La abuela tenía razón

El primer mandamiento de la economía, de cualquier economía –la de una familia, la de una empresa o la de un país– es simple y muy sencillo de enunciar: nunca debe gastarse más de lo que se ingresa. Quien lo practica verá su balance bendecido por los números negros y la tranquilidad, quien lo viola se hunde en el marasmo del déficit, la deuda y los problemas financieros de largo alcance que ambos acarrean.

Algo tan elemental nos lo advertía nuestra abuela, aparentemente ignara en cuestiones económicas, pero versada de sobra en cuadrar el que posiblemente sea el presupuesto más complicado de todos, el de una familia española de hace cincuenta o sesenta años. Por boca de nuestra abuela hablaba la voz de la experiencia y la tradición. Durante siglos generaciones y generaciones de abuelas han dado el mismo consejo a sus nietos para que éstos evitasen a toda costa despeñarse por el abismo de la ruina económica. Y lo hacían porque así se lo habían transmitido sus propias abuelas. Nunca debe subestimarse la inteligencia colectiva de la especie.

Lo que las abuelas de todas las latitudes no pueden ni imaginar es que ciertas teorías económicas, todas del siglo XX, iban a recomendar exactamente lo contrario: el crédito, bonito eufemismo que encubre su inevitable consecuencia, el endeudamiento o, lo que es lo mismo, gastar de manera sistemática por encima de las propias posibilidades. Por suerte para los particulares el freno a la orgía de crédito lo ponía el banco, cuyo principal negocio consistía hasta no hace mucho en rebañar un porcentaje prestando el dinero que otros habían depositado.

Esto ya no es así.

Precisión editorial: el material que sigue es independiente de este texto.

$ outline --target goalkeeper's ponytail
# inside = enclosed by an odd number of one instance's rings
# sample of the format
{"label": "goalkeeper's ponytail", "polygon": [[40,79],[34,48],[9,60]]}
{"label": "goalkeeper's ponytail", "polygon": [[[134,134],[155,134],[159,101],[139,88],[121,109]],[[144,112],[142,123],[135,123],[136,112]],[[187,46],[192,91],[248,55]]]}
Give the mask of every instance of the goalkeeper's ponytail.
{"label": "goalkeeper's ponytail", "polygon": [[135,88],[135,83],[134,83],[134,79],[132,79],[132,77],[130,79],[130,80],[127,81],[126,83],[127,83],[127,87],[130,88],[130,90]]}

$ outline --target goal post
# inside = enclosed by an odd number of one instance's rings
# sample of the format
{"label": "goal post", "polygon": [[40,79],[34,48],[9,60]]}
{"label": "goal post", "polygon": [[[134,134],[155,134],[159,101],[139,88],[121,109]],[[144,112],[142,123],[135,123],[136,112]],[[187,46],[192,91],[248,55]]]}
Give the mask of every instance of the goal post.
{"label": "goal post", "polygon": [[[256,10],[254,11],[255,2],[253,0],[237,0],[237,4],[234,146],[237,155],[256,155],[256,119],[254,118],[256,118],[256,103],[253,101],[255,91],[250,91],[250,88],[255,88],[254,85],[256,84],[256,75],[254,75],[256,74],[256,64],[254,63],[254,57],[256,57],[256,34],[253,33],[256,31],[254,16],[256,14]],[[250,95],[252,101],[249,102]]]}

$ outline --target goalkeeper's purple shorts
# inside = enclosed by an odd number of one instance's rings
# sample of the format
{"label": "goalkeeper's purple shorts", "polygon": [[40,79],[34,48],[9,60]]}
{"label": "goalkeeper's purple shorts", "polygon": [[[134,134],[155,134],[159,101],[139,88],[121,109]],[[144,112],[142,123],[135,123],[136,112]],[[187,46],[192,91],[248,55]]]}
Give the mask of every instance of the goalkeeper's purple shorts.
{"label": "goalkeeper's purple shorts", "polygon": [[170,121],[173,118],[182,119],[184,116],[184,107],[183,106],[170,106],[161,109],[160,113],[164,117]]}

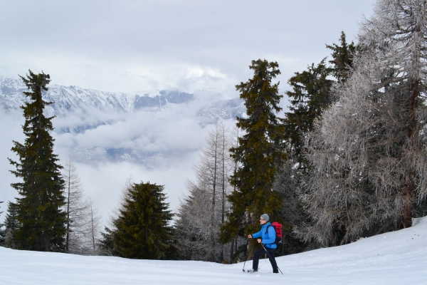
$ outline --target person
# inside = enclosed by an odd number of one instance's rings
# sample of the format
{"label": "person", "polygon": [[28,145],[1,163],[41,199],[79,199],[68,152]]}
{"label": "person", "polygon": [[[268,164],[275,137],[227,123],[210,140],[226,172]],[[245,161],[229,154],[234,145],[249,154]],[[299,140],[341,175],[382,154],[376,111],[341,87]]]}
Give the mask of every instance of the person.
{"label": "person", "polygon": [[257,239],[258,243],[262,243],[263,247],[261,249],[258,249],[253,253],[253,260],[252,261],[252,269],[250,272],[258,271],[258,263],[260,261],[260,256],[261,255],[267,254],[271,263],[273,267],[273,273],[279,273],[278,269],[278,264],[276,263],[275,259],[274,258],[274,250],[278,247],[275,243],[275,229],[274,227],[268,227],[271,224],[268,222],[268,215],[263,214],[260,217],[260,224],[261,226],[261,230],[257,233],[249,234],[248,237],[249,239],[258,238]]}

Los bancos parece que fabrican el dinero y, aunque lo cierto es que no lo hacen, lo multiplican hasta el infinito en una cadena interminable de préstamos. Este fenómeno ha hecho creer a muchos que si no son ricos es porque no quieren. Con todo, al final, las personas corrientes y molientes terminan encontrando un límite crediticio –generalmente alto– que no pueden sobrepasar. A partir de ahí, y por culpa de desafiar las enseñanzas de la abuela, viven y trabajan durante años para devolver lo que en mala hora pidieron prestado.

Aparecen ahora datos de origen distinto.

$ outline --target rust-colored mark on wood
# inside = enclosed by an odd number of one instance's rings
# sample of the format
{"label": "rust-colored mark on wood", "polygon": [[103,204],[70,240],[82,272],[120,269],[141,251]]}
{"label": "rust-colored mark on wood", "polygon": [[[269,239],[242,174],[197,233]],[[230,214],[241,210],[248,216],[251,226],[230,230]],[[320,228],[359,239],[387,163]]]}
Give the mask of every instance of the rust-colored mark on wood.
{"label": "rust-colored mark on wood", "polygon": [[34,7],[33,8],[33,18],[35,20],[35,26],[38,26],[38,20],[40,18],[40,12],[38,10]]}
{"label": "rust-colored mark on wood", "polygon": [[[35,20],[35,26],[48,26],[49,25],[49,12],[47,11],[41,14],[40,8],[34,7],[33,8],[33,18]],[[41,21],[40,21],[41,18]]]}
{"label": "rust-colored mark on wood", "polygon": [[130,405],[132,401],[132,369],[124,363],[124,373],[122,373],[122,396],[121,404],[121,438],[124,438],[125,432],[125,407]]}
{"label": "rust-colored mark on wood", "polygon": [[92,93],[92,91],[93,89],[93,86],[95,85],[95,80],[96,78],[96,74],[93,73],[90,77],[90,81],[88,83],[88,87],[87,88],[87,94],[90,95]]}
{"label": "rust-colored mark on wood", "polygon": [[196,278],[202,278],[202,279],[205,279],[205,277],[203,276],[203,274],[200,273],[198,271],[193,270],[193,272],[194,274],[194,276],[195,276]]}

No ocurre lo mismo con los Gobiernos, auténticos monstruitos que una vez han consumido hasta el último céntimo extraído a la fuerza a los contribuyentes, se amorran a la inagotable ubre del crédito bancario. Lo hacen, según aseguran, por mantener los servicios públicos, aunque lo cierto es que éstos se podrían costear perfectamente con los elevadísimos impuestos que pagamos. La razón por la cual la administración es adicta a pedir prestado es su incontinencia en el gasto. Esto, obviamente, se cuidan mucho de reconocerlo y tratan de tapar su adicción tras la cortina de la charlatanería política.

Nuestra abuela nunca hubiese aprobado, por ejemplo, que por cada 100 euros que ingresa el Estado gaste 110, pero eso es exactamente lo que hizo el Gobierno español durante el pasado ejercicio. El resultado lo tenemos a la vista. Nuestro país se encuentra al borde de la bancarrota y nadie sabe muy bien como los políticos van a devolver lo que han pedido prestado en los últimos años para mantener su costoso tren de vida. Los que cometieron tamaña insensatez, además, nunca pagarán por ello. En el peor de los casos las urnas les sacarán del Gobierno y ahí se extinguen sus responsabilidades.

El contribuyente se encuentra entonces con que será él –o sus hijos y nietos– quien tenga que apechugar con las alegrías propias y ajenas destinando trabajo presente para pagar consumo pasado, consumo que, para colmo, ni siquiera disfrutó. Este es el corolario de la ecuación de la abuela. Endeudarse, es decir, consumir hoy el trabajo de mañana es propio de inconscientes; consumir hoy el trabajo que otros harán mañana lo es de criminales. Si nos vemos como nos vemos es por culpa de una mezcla entre ambos. Y no hay más teoría económica que añadir.